On the other side....well,
younger son and I are food Philistines.
We have trouble
distinguishing beef from pork, lamb from chicken but we can tell meat from
fish - at least six times out of ten. Our idea of a good meal is eating fried
chicken (particularly from a certain Southern Colonel’s establishment)
with our fingers, or fish and chips (wrapped in the Times newspaper - but not in the
Argus though – never the Argus!)
So, when elder son returned
from four months working in Paris we might reasonably have expected him to
bring back a souvenir, maybe a silk tie, a first edition from the barrows on
the Quais beside the Seine or from Shakespeare & Co, a bottle of Armagnac
or fine wine, maybe chocolates from Patrick Roger.
No, it was a box of macaroons from LadurĂ©e, who have apparently been making them for more than 150 years – long enough to get it right I should imagine.

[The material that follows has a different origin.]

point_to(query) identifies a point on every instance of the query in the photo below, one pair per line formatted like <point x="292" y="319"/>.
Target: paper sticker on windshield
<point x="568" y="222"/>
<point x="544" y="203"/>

Apparently you have to eat
them soon after baking - and they were hours old, fresh from the Paris ovens - so
we bowed our heads over the table, solemnly extracted the first one and got
down to the solemn business of tasting.
And they tasted...‘lovely’ –
well, what else would an unrefined barbarian
like me say? Actually, I did learn one thing, the flavours were very subtle and
had a particular quality. They tasted not like a synthetic chemical, not like an
extract from a concentrate - but like the thing itself. For example, the rose
flavour was like what I imagine nibbling on rose petals might be like, similarly
for the mint, it felt like the taste that might come from masticating a bunch
of mint leaves,,,
Perhaps there’s hope for me
yet and one day I might join the ‘other side’ of the family!